Furosemide slows down the excretion of uric acid, which can cause exacerbation of gout.

Patients with hypersensitivity to sulfonamides and sulfonylureas may have cross-sensitivity to furosemide.

Patients receiving high doses of furosemide, in order to avoid the development of hyponatremia and metabolic alkalosis is impractical to limit the intake of salt. For the prevention of hypokalemia to the simultaneous administration of potassium supplements and potassium-sparing diuretics, and also to adhere to a diet rich in potassium. Selection of dosing regimen in patients with ascites in cirrhosis of the liver should be carried out in stationary conditions (disorders of fluid and electrolyte balance may cause hepatic coma). These patients showed regular control over the content of plasma electrolytes.

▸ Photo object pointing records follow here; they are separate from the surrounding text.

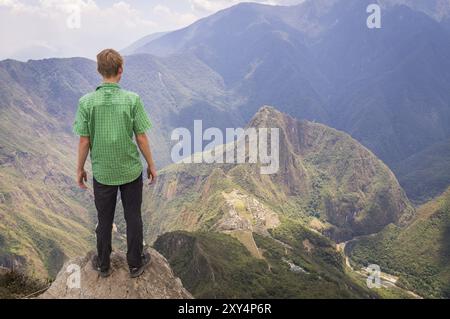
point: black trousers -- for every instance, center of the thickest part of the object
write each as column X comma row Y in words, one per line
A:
column 105, row 201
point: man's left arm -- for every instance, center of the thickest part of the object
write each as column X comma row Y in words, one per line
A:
column 81, row 128
column 83, row 151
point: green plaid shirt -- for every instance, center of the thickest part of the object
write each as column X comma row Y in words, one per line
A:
column 110, row 116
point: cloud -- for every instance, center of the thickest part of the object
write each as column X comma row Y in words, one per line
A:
column 210, row 6
column 175, row 19
column 64, row 28
column 51, row 26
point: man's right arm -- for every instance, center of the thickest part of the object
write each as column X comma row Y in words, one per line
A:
column 144, row 146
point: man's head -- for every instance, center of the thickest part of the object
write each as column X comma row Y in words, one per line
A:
column 110, row 65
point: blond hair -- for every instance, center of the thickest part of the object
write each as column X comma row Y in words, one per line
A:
column 108, row 63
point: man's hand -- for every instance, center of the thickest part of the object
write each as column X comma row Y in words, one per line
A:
column 151, row 174
column 82, row 178
column 83, row 151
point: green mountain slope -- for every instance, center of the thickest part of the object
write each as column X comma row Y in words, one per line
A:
column 426, row 174
column 326, row 179
column 44, row 217
column 418, row 253
column 214, row 265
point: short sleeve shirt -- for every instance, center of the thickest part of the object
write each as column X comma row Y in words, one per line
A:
column 110, row 117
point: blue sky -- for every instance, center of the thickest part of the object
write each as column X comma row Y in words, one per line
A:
column 64, row 28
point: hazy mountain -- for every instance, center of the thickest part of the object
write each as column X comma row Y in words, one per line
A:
column 136, row 45
column 326, row 179
column 214, row 265
column 386, row 87
column 328, row 185
column 426, row 174
column 419, row 253
column 44, row 217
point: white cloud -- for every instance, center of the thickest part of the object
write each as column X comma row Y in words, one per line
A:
column 40, row 28
column 173, row 18
column 43, row 27
column 210, row 6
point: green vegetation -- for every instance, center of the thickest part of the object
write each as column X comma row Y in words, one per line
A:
column 214, row 265
column 418, row 254
column 425, row 175
column 15, row 285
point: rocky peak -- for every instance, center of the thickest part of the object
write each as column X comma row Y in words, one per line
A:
column 157, row 282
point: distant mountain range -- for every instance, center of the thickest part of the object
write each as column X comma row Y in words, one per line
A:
column 419, row 253
column 318, row 60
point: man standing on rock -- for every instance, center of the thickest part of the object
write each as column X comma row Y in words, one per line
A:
column 106, row 121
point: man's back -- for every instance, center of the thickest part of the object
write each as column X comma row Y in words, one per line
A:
column 106, row 121
column 111, row 116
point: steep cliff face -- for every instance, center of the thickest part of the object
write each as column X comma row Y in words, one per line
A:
column 326, row 180
column 215, row 265
column 157, row 282
column 418, row 254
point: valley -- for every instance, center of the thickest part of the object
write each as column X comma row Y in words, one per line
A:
column 364, row 153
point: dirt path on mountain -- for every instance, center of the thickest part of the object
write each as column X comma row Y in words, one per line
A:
column 387, row 280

Is new or increasing azotemia and oliguria in patients with severe progressive renal diseases is recommended to suspend the treatment.

In patients with diabetes mellitus or reduced tolerance to glucose requires periodic monitoring of glucose concentrations in blood and urine.

Patients unconscious with benign prostatic hyperplasia, narrowing of the ureters or hydronephrosis is necessary to monitor urine output in connection with the possibility of acute urinary retention.

The drug contains lactose monohydrate, therefore patients with rare hereditary problems of galactose intolerance, the lapp lactase deficiency or malabsorption of glucose-galactose should not take this medicinal product.

In the preparation includes starch wheat in an amount that is safe for use in patients with celiac disease (coeliac).

Patients with wheat Allergy (different from coeliac disease) should not use this drug.

Effects on ability to drive vehicles and management mechanisms

During treatment, the drug Furosemide Sopharma should avoid activities potentially hazardous activities, require increased attention and psychomotor speed reactions (driving vehicles and operating mechanisms).
Edematous syndrome in congestive heart failure IIB-III stages, liver cirrhosis, kidney disease (including nephrotic syndrome); acute left ventricular failure (pulmonary edema), swelling in case of burns, hypertension.
Hypersensitivity to furosemide, acute kidney failure with anuria (the value of glomerular filtration less than 3-5 ml/min), severe liver failure, hepatic coma, acute glomerulonephritis, stenosis of the urethra, obstruction of urinary tract stone, hyperglycemic coma, hyperuricemia, gout, decompensated mitral or aortic stenosis, increased Central venous pressure (more than 10 mm Hg.St.), idiopathic hypertrophic subaortic stenosis, arterial hypotension, acute myocardial infarction, systemic lupus erythematosus, pancreatitis, violation of water-electrolyte metabolism (hypovolemia, hyponatremia, hypokalemia, gipohloremia, hypocalcemia, hypomagnesemia), digitalisna intoxication.
Drug interactions
While the use of phenobarbital and phenytoin decreases the effect of furosemide.